Consider the scenario where a giant transport ship, filled with goods worth millions of dollars and also laden with a hundred containers is rushing through the Atlantic Ocean. The breeze of the ocean is rarely calm; it is powerful enough to push the heaviest weight in the direction it pleases. What would happen if the hatch covers are leaking? Or are not tightly shut? What if the tightness of hatch with ultrasound has never been checked before letting the ship sail towards its destination hundreds of miles away?
The answer is too predictable, the goods would be eventually destroyed and the consequences would have to be beard by the company owning the transport ship. It would be responsible to pay for all the damages that have incurred to the goods on board and also questioned for showing negligence towards the hatch cover ultrasonic tightness testing. Running the test before commencing the voyage would have certainly saved the company from such a distressful plight at the end of the voyage.
When the air conditioning is turned on, opening the window would lose all the cooling and the atmosphere would turn extremely hot inside the vehicle. In case you have not turned on the air conditioning in the vehicle because the climate is too tempting, you cannot gather speed more than the ordinary because the gust of the wind will blow away everything you have inside. Even the tiniest crack can create the most annoying whistle which indicates the window is not completely shut.
This is something we are all too aware of because at some point of our life (usually childhood), we have tried to keep the window of the vehicle open while rushing at unusual speeds.
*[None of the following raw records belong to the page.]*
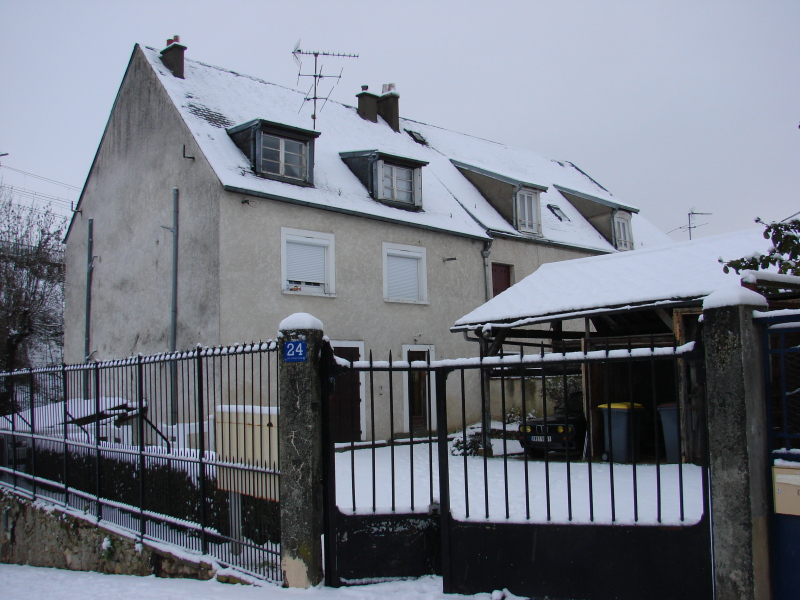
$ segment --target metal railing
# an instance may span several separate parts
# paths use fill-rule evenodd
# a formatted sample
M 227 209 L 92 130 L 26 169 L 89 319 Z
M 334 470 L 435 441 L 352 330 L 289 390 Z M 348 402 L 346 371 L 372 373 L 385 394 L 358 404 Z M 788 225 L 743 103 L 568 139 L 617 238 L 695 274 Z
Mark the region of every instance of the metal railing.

The outside air can damage everything inside and if the pressure of the air entering is too much, more than the vehicle’s body can handle (in case of airplanes where air pressure increases too much it can harm the body), everything blows up in an instant ending everything in tatters.
Consider the scenario where a giant transport ship, filled with goods worth millions of dollars and also laden with a hundred containers is rushing through the Atlantic Ocean. The breeze of the ocean is rarely calm; it is powerful enough to push the heaviest weight in the direction it pleases. What would happen if the hatch covers are leaking? Or are not tightly shut? What if the tightness of hatch with ultrasound has never been checked before letting the ship sail towards its destination hundreds of miles away?
The answer is too predictable, the goods would be eventually destroyed and the consequences would have to be beard by the company owning the transport ship. It would be responsible to pay for all the damages that have incurred to the goods on board and also questioned for showing negligence towards the hatch cover ultrasonic tightness testing. Running the test before commencing the voyage would have certainly saved the company from such a distressful plight at the end of the voyage.